Is there supposed to be some easily confused bit so people argue or just be easy so everyone rushes to show off?
(I got 10, 4, 2; maybe it confused me?)
by zahlman on 5/20/25, 3:58 PM
The "srsltid" in the query parameters is unnecessary: https://artofproblemsolving.com/community/c2532359h2760821_t...
by less_less on 5/20/25, 11:57 AM
The theory of elliptic curves goes amazingly deep. Scratching the surface slightly more, to fill in the article's "ignore the labels like 2P":
Intersecting the curve with lines the way the author does is, perhaps shockingly, a commutative group operation, known as point addition. You define this operation by saying that the three points A,B,C on a line sum to zero: that is A+B+C=0 or in other words, A+B = -C. Reflecting across the curve's line of symmetry is negation (there's an alternative definition that extends to curves without reflection symmetry). Combining the two defines an operation A+B which adds two points on the curve and gives a third one: draw the line from A to B, intersect it with the curve to find a point -A-B (using the same type of formula given in this article) and then reflect it to get A+B. This addition operation obviously commutes (meaning, the line between A and B is the same as the line between B and A), but surprisingly it also associates and you get a group operation.
(For math olympiad nerds out there: so the union of a conic and a line is also a bivariate cubic equation. You can carry out the same "addition" operation there. Again the operation clearly commutes. But it also associates! This is basically Pascal's theorem.)

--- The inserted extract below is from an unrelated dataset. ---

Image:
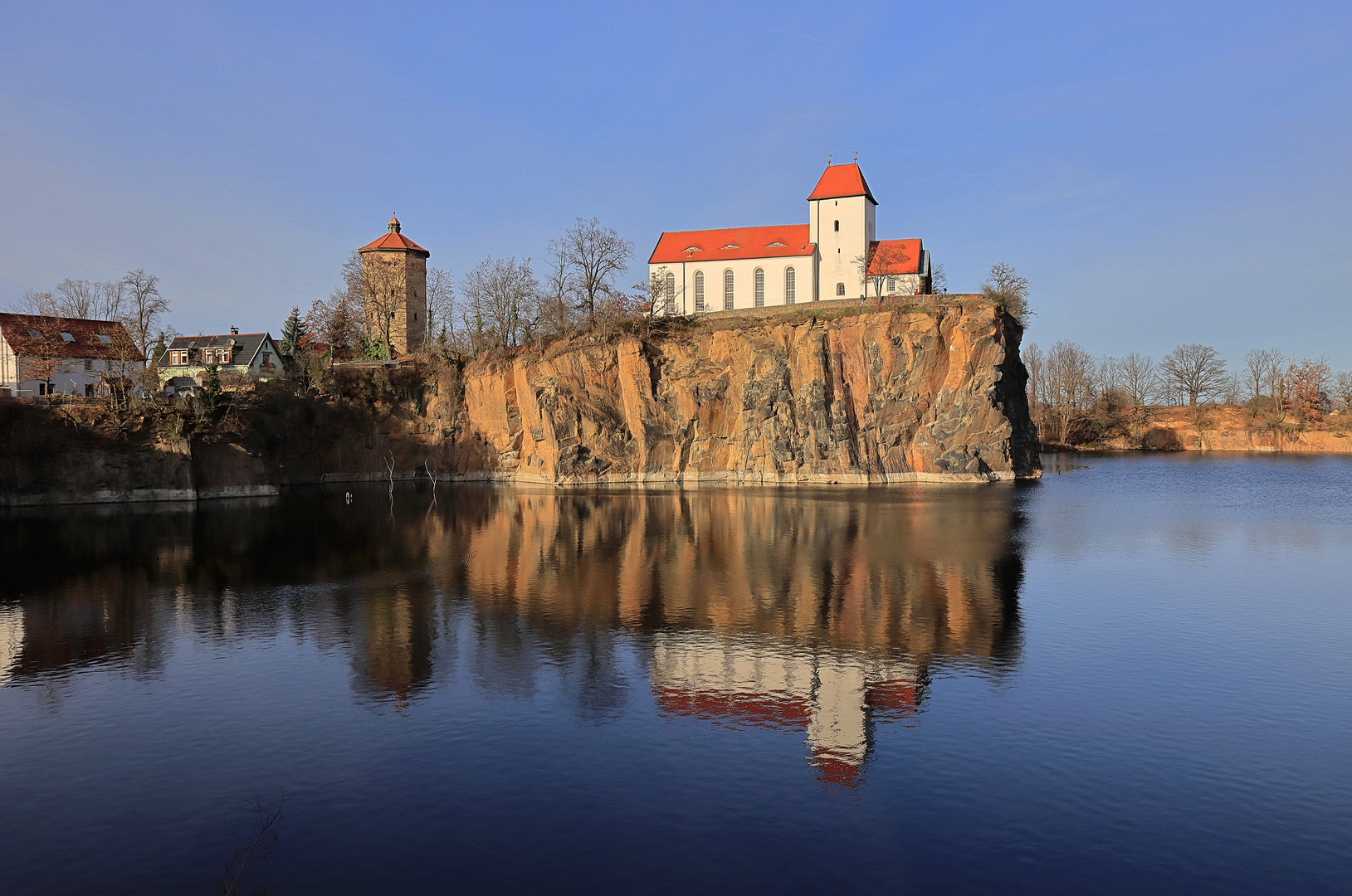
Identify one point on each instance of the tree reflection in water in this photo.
(814, 610)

The theory of elliptic curves is also the basis of elliptic curve cryptography. In that case, instead of the curve being over the reals, all the calculations are done mod some prime p, which destroys structure based on continuity and prevents the numbers from becoming too large. There are a bunch of subtleties here but the key is that you can still straightforwardly compute addition in this context, with basically the same formulas. Then from addition you can get n*A, both for small integers n (eg 5*A = A+A+A+A+A) but also for large n (e.g. 2*A = A+A; 66*A = 2*2*2*2*2*2*A + 2*A). This "scalar multiplication" operation is a one-way operation for appropriately chosen curves: it's easy to calculate n*A from (n,A), but as far as we know it is hard to calculate n from (A,n*A) ... at least if you can't build a large quantum computer.

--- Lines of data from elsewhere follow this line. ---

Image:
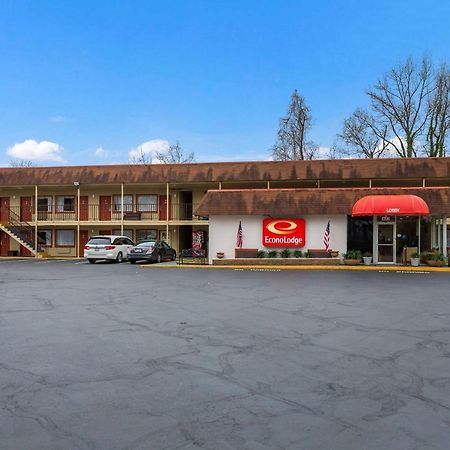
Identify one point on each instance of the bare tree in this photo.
(400, 101)
(439, 114)
(141, 158)
(363, 137)
(175, 155)
(292, 143)
(21, 163)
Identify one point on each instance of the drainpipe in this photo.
(35, 220)
(121, 209)
(78, 221)
(167, 212)
(444, 235)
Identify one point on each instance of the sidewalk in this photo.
(361, 267)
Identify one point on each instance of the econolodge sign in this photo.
(283, 232)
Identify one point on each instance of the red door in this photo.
(25, 209)
(105, 207)
(163, 208)
(4, 209)
(84, 237)
(4, 243)
(29, 235)
(84, 208)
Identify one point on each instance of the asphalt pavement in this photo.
(111, 356)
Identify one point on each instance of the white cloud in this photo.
(101, 152)
(150, 149)
(323, 153)
(36, 151)
(57, 119)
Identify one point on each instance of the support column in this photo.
(444, 235)
(167, 212)
(121, 209)
(418, 234)
(78, 221)
(35, 220)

This gives you mix of easy operations (eg, addition and scalar multiplication) plus problems believed to be hard, which is a great starting point to build cryptography. There are a lot of important technical details, though fewer than with the new lattice schemes.

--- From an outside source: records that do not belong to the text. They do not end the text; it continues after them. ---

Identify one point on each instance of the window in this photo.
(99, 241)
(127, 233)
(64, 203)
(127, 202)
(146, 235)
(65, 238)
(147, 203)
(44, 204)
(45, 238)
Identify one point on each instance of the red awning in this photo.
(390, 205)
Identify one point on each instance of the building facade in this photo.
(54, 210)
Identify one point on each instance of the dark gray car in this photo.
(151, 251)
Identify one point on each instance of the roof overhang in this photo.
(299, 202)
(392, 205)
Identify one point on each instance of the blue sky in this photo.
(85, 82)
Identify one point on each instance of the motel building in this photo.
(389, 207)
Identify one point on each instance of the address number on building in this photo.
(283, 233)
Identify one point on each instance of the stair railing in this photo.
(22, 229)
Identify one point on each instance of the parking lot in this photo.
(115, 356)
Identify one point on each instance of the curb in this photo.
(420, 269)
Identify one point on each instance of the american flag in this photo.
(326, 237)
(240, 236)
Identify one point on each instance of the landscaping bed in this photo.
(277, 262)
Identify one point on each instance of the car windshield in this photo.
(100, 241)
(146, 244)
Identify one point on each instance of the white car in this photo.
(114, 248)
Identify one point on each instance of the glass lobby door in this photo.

(Further comment on the olympiad thing: so you can do this with conic+line too, extending from addition to multiplication and using the same formulas mod p. But it's not as good: it's not hard to find a projection that sends the line to infinity and the conic to the unit circle or similar, and then the group operation becomes equivalent to multiplying the points' coordinates as complex numbers or similar. If the group operation is equivalent to multiplication, then scalarmul becomes equivalent to exponentiation, which ends up being in Fp or Fp^2 depending on some Legendre symbol or other. Exponentiation is still potentially secure: it's basically classical Diffie-Hellman. However, more attacks are known on exponentiation in Fp or Fp^2: the attacks don't outright break it but you need p to be much bigger.)
Edit: unescaped stars make italics.
by rolandhvar on 5/20/25, 5:49 PM
Dumb question, but how do you know it's smallest?
by gcanyon on 5/20/25, 11:04 AM
Once upon a time I was good at math -- like, win state-wide competitions, get a scholarship good. It's sad that I can easily follow the path laid out here, but I am nowhere close to being able to lay out this course on my own.
by raverbashing on 5/20/25, 11:10 AM
So the meme was a crap-post and never "supposed" to be solved anyway (in human terms?)